The second Lane Winslow mystery takes us to a hot springs resort in the mountains of British Columbia, where a Russian man is found murdered. Lane and her friend Angela happen to be enjoying the springs for themselves, and due to Lane’s childhood in Latvia and history as a British intelligence officer, she is fluent in Russian, and can speak to the dead man’s distraught friend. Inspector Darling and Constable Ames of the Nelson police happen to be the closest law enforcement to the area, and are called in to investigate.
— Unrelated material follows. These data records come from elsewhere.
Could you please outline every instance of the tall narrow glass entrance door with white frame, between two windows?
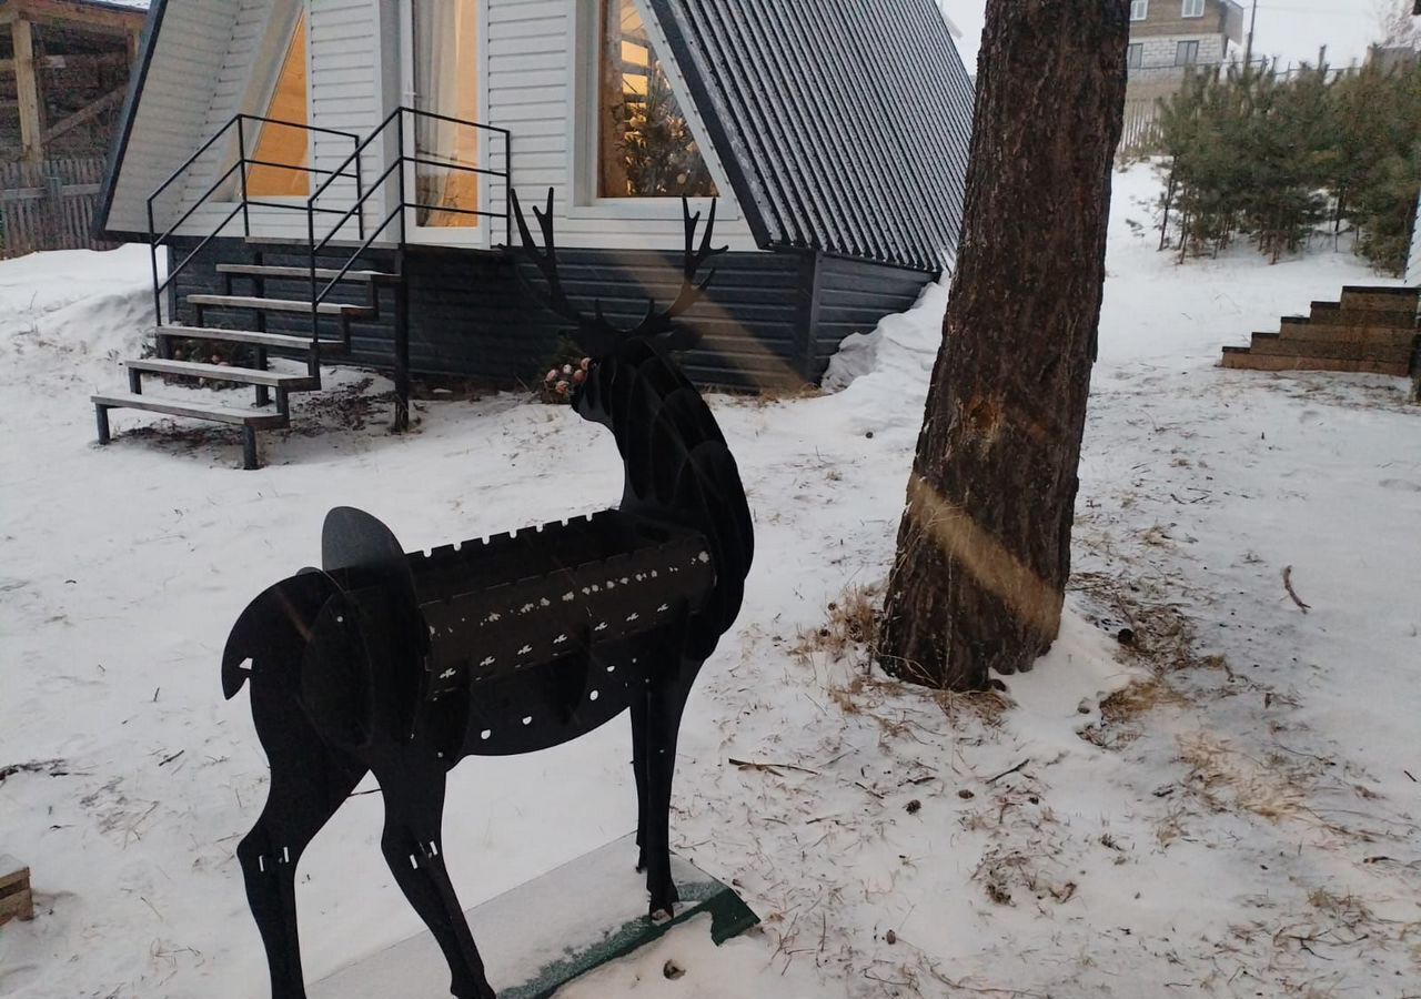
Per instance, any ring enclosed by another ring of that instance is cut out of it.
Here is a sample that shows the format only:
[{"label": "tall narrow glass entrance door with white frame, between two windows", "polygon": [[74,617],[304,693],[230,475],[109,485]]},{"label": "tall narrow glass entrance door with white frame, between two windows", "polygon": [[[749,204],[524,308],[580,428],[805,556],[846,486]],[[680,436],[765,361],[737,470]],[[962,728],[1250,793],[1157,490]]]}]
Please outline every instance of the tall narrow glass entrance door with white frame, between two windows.
[{"label": "tall narrow glass entrance door with white frame, between two windows", "polygon": [[405,196],[409,239],[487,246],[487,142],[483,129],[482,40],[485,0],[406,0],[405,104],[422,112],[405,122]]}]

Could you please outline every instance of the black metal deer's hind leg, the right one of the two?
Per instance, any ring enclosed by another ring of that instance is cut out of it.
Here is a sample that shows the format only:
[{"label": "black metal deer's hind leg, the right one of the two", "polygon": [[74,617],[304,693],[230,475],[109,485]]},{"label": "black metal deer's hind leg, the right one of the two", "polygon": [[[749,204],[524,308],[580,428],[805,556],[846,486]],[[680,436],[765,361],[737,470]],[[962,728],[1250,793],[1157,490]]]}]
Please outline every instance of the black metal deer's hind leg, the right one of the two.
[{"label": "black metal deer's hind leg, the right one of the two", "polygon": [[377,770],[375,776],[385,792],[379,847],[399,890],[449,962],[450,992],[456,999],[496,999],[443,863],[443,769],[401,769],[392,774]]}]

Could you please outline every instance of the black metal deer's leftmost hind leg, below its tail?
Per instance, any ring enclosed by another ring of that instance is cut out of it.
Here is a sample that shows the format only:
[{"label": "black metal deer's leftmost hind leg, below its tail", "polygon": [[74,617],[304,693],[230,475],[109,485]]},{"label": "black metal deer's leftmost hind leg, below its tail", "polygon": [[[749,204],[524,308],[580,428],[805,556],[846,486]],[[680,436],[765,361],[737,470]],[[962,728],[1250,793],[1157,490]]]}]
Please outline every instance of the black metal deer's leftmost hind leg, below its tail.
[{"label": "black metal deer's leftmost hind leg, below its tail", "polygon": [[365,776],[360,762],[321,740],[286,691],[254,679],[252,709],[271,763],[257,824],[237,846],[247,904],[261,932],[273,999],[306,999],[296,922],[296,865]]}]

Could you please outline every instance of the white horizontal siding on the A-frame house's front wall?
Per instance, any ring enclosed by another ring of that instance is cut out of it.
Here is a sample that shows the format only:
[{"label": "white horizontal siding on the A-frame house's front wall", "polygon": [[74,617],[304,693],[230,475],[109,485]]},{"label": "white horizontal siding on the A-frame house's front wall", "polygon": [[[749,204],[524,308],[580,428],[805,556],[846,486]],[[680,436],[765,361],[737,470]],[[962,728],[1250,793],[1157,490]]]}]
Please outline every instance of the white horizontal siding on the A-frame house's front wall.
[{"label": "white horizontal siding on the A-frame house's front wall", "polygon": [[[139,117],[125,156],[114,206],[114,227],[139,230],[144,199],[212,132],[252,101],[253,67],[263,51],[264,30],[277,4],[291,0],[169,0],[162,44],[149,71]],[[311,124],[368,135],[394,108],[399,82],[399,18],[402,0],[308,0]],[[608,249],[679,249],[682,220],[679,199],[635,199],[587,203],[577,171],[587,169],[576,152],[576,115],[587,128],[595,95],[585,92],[595,81],[590,71],[597,55],[597,0],[482,0],[486,3],[483,82],[486,124],[513,132],[513,183],[524,202],[541,203],[549,188],[557,196],[557,236],[564,246]],[[658,51],[665,41],[651,13],[644,10]],[[584,51],[578,58],[577,45]],[[213,77],[210,67],[220,70]],[[674,72],[674,71],[672,71]],[[587,81],[584,85],[581,81]],[[705,129],[696,119],[679,78],[672,78],[692,128],[702,136],[720,189],[718,244],[755,249],[749,226],[736,205],[725,171],[713,156]],[[260,112],[261,108],[246,107]],[[338,136],[317,136],[314,165],[334,169],[350,155],[351,144]],[[216,172],[227,166],[233,146],[213,153],[195,169],[186,185],[190,198],[200,195]],[[388,146],[372,144],[364,158],[367,185],[388,165]],[[504,169],[503,144],[486,145],[492,169]],[[344,190],[337,190],[337,185]],[[323,198],[328,207],[348,207],[352,182],[340,180]],[[182,186],[182,185],[179,185]],[[502,212],[504,185],[487,185],[489,210]],[[581,195],[581,202],[580,200]],[[188,205],[192,202],[188,200]],[[169,220],[176,220],[176,203]],[[230,209],[227,209],[230,210]],[[136,213],[136,215],[135,215]],[[207,234],[223,210],[200,209],[182,232]],[[384,216],[379,198],[371,200],[367,222]],[[334,217],[327,220],[327,226]],[[229,227],[236,233],[237,223]],[[297,212],[253,209],[254,236],[304,237],[306,217]],[[502,222],[490,226],[495,242],[506,234]],[[354,236],[347,227],[342,236]],[[387,236],[394,234],[387,230]]]}]

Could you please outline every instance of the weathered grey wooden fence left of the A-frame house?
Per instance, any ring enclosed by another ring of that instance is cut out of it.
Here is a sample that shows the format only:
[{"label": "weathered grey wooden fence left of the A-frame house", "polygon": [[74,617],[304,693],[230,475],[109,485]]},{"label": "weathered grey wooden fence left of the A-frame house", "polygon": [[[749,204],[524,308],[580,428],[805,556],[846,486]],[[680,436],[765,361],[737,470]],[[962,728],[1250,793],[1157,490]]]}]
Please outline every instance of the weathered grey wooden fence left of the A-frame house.
[{"label": "weathered grey wooden fence left of the A-frame house", "polygon": [[107,250],[94,239],[102,158],[0,163],[0,260],[34,250]]}]

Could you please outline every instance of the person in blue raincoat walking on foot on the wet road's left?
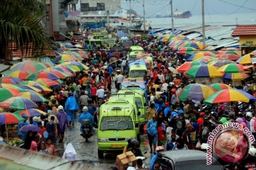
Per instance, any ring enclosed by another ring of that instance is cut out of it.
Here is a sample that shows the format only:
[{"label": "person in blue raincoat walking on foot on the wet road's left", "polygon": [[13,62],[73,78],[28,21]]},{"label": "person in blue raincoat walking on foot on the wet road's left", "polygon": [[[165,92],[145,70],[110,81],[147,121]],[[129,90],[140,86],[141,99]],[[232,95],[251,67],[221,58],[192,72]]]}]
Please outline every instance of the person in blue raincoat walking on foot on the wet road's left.
[{"label": "person in blue raincoat walking on foot on the wet road's left", "polygon": [[69,124],[71,125],[71,122],[72,122],[72,125],[74,125],[75,113],[76,111],[78,111],[78,105],[77,105],[76,99],[74,98],[73,92],[68,93],[68,98],[65,103],[65,110],[67,110],[67,117],[68,117]]}]

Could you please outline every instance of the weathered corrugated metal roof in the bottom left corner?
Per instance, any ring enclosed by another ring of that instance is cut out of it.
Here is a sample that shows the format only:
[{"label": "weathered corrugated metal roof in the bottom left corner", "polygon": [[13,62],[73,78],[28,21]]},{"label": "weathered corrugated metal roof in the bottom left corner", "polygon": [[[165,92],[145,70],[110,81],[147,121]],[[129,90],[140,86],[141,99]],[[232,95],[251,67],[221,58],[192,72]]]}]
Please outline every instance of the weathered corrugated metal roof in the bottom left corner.
[{"label": "weathered corrugated metal roof in the bottom left corner", "polygon": [[101,167],[71,162],[67,159],[31,152],[6,144],[0,144],[0,153],[1,170],[6,170],[3,167],[10,167],[9,170],[20,169],[17,167],[17,164],[20,167],[27,166],[27,168],[32,168],[33,170],[103,170]]}]

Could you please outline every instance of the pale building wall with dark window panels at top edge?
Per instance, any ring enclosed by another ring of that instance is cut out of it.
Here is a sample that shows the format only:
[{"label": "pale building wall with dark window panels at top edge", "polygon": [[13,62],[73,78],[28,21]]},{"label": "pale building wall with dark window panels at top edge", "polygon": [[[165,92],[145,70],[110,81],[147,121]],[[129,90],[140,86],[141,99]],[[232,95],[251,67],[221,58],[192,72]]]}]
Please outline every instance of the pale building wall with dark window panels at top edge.
[{"label": "pale building wall with dark window panels at top edge", "polygon": [[80,0],[80,10],[85,11],[116,11],[121,9],[121,0]]}]

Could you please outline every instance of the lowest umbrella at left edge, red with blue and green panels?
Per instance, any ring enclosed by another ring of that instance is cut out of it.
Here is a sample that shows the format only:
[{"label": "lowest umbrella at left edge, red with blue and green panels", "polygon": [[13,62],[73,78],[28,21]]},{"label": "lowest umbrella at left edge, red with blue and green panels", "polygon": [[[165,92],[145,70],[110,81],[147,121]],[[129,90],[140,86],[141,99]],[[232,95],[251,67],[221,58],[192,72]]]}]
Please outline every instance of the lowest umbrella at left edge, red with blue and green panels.
[{"label": "lowest umbrella at left edge, red with blue and green panels", "polygon": [[23,120],[23,117],[15,113],[0,113],[0,125],[18,123]]}]

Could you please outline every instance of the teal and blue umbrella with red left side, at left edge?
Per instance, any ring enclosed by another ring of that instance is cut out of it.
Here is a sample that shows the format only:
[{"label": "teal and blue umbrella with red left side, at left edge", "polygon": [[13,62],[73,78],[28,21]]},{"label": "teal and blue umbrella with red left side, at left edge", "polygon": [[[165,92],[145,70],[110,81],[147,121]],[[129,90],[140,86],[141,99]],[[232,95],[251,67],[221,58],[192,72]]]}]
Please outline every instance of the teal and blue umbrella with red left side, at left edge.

This mystery has a bit more of an international espionage feel than the first, which is probably why I enjoyed the first one a bit more. The investigation delves a bit into the man’s past in Russia, and potential reasons that he may be on the run from Stalin’s government. Personally, I was more interested in learning about the Doukhobors, who appear to be Russian immigrants who are religious pacifists. I wasn’t at all aware of this part of Canadian history, and I found it fascinating to learn how they farmed in the mountains, and clashed with the Canadian government that wanted to take the land they’d lived on for decades.
There’s also a subplot involving an inheritance from Lane’s father. I loved these additional glimpses into Lane’s family, and particularly the dynamic between Lane and her more beautiful and confident sister. I also liked seeing Lane grapple with her father’s legacy, in that he was a spy just like she was, but he was also cold and dismissive towards his family, in part due to his job, and part of the reason Lane wanted out of the business is that she didn’t want to turn out as cruel as he was.
There was also a bit of a minor subplot involving an irritating potential suitor who barrels past Lane’s boundaries. Fortunately, it shifted to a different direction before getting as bad as the unwelcome suitor in the first book, but I hope this doesn’t turn into a pattern for all the succeeding books. Or at least, that Lane gets better at setting firm boundaries with men in succeeding books. She’s a bit too kind-hearted with men who want her time, and I just want to tell her to just say no from the get-go.
That being said, I love how the romance between Lane and Inspector Darling developed in this volume! Darling’s really sweet and respectful, and I like how he’s finally starting to acknowledge his feelings for Lane. I like how they work as a detective team, and how well they bounce ideas of each other. I especially love Ames’ role in this dynamic, and how he says things that Darling and Lane are perhaps a bit too shy to say themselves. I also enjoyed the glimpses into Ames’ various romances, and into his childhood friendships, and I very much look forward to seeing a lot more about Ames’ personal life in future books!
The first book struck me because of its depiction of Lane’s feminism amidst the sexism of her era, and I like how the second book took that theme forward. At one point, Darling comes to her and a friend’s aid, and Lane mentions that she hopes Darling doesn’t think he actually rescued them, as they did most of the work towards their rescue themselves, and would actually have been fine even if Darling wasn’t around. The statement may perhaps be a bit much in a contemporary novel, but given the patronizing attitude another man took regarding rescue in the first book, Lane’s comment here is completely understandable. Darling, of course, understood full well the incidental nature of his role in their rescue, which is yet another reason he’s such a perfect love interest in this series.
I personally enjoyed the mystery more in Book 1, but I loved the deeper glimpses into Lane, Darling, and Ames’ personal lives that Book 2 provides. I’m excited to see how the series continues to develop in future mysteries, and how much more it reveals about Canadian history.
Thank you to TouchWood Editions for a copy of this book in exchange for an honest review.